Last Friday, I got a call from the alarm company that our alarm was going off and the police had been dispatched. Awesome, I thought. We’d been having problems with our alarm for a few weeks. One Sunday night in September, we even had a high-pitched noise coming out of it, but were able to turn it off without any more problems. I put calling the alarm company on my to-do list, but never really got around to it. So on Friday, I raced home the 40 miles to check and make sure everything was okay. And thankfully it was.
Fast forward to last night, as I took Maddie on her final walk of the night. Suddenly, I heard an alarm going off. At 11:30pm. In my extremely quiet neighborhood. I knew it was mine. It couldn’t possibly be anyone else’s. Just not possible. So I ran back to the house, dragging Maddie, because she’s not really “into” running and I didn’t think to stop and pick her up. I ran in the front door, screaming at Erajh as to why he had not bothered to turn off the alarm. I proceeded to the key pad and punched in our code, only to find that the sound would not stop.

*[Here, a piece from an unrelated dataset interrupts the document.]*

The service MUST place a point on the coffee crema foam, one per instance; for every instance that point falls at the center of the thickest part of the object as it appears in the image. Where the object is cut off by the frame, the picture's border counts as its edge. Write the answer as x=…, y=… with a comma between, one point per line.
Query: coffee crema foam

At that point, I looked over to see Erajh was standing under the fire alarm with a long stick. “It’s the fire alarm, Genius”, he responded. Hmm…so it was. The alarm code wasn’t going to work here.
He proceeded to poke at the fire alarm with a stick, much the way people poke at sleeping animals in cartoons, while I encouraged him to hit the fire alarm like a pinata. I mean, we have more, right? Thankfully, I stopped encouraging it before he took me up on my suggestion. I then got a ladder from the garage and we dismantled the fire alarm, to find the original battery inside. We checked to make sure all the other fire alarms were working, and headed off to bed.
Around 45 minutes later, and out of absolutely no where, my husband says, “Maybe there is a fire in the house. Did you check Greenleigh’s room? It’s strange that she didn’t wake up with that alarm going off.” Um, what? That’s impossible. It was 45 minutes ago. But still, it was odd that she hadn’t gotten up.
So we went from room to room sniffing for smoke and differing on whether we could in fact smell smoke (Erajh is firmly convinced that Greenleigh is smoking cigarettes in her room). About 5 minutes later Erajh turns to me and says, “Oh, I guess there’s no fire. We’re probably fine”. And within 30 seconds of falling back in bed, he was dead asleep and snoring. I, on the other hand, slept with my eyes open. Sniffing for smoke. Sure that there was a slow burning fire in the house that no other fire alarm could pick up.
“Figuring out what is wrong with the fire alarm” is now on the list. Hopefully, I’ll get to it sooner than I addressed the alarm issue.